Wednesday, January 20, 2016

January 20, 2016--What's Playing in Somalia and On Reunion Island?

I love my Netflix.

I know there is current controversy about their ratings--the company is coy about them, which suggests they are not as high as advertised. The concern about the truth is not academic or about the truth itself but about Netflix's valuation--how much it is worth and how justifiable is its current lofty stock price.

I don't care about that except that I do have an investor's interest in the so-called FANG stocks. Facebook, Amazon, Netflix, and Google. I do not at this point in my life believe in owning that many shares of individual companies, preferring broad-based securities funds, but I do own a decent amount of Amazon stock, am thinking about buying more, and am considering making an equivalent investment in Netflix.

After all, boldly last week, the CEO of Netflix announced that they are making their streaming service available in 190 large and small countries from China to Somalia.
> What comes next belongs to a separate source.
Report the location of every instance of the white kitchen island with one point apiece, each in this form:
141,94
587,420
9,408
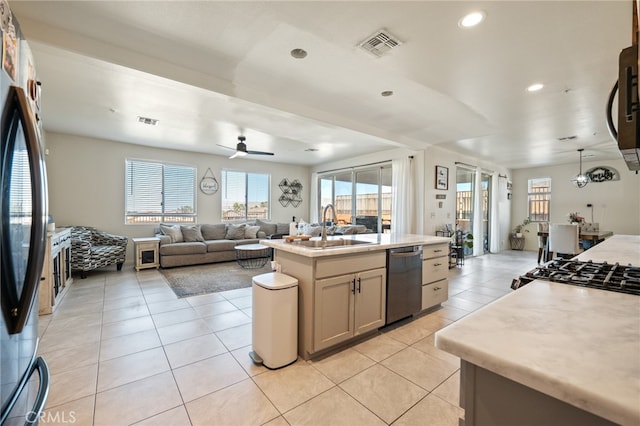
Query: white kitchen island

And just yesterday Netflix announced that they are signing up surprising numbers of subscribers in many out-of-the-way places.

Now people from Madagascar to Reunion Island can catch Orange Is the New Black and House of Cards.

"They must have pretty good Internet connections," CEO Reed Hastings joked the other day when he learned that the Reunion Island folks were among the first to subscribe.

Now Netflix is scrambling to dub their shows in dozens of languages to keep up with the already burgeoning demand.

I remember back in the day, when nation-buidling still seemed to some like a good idea, that the thought was that if we could help bring versions of Western democracy to underdeveloped places such as Iraq, Syria, and Libya young people especially would clamor for MTV and once they could tune in all would be well in the world.

We see now what that culturally imperialist and naive strategy has yielded. Among other things--ISIS.

Now here comes Netflix.

To some in Yemen, seeing the evil Kevin Spacey character, fictional U.S. president Francis Underwood ensconced in the White House, will feel that what they believe to be true about our actual president is in fact true.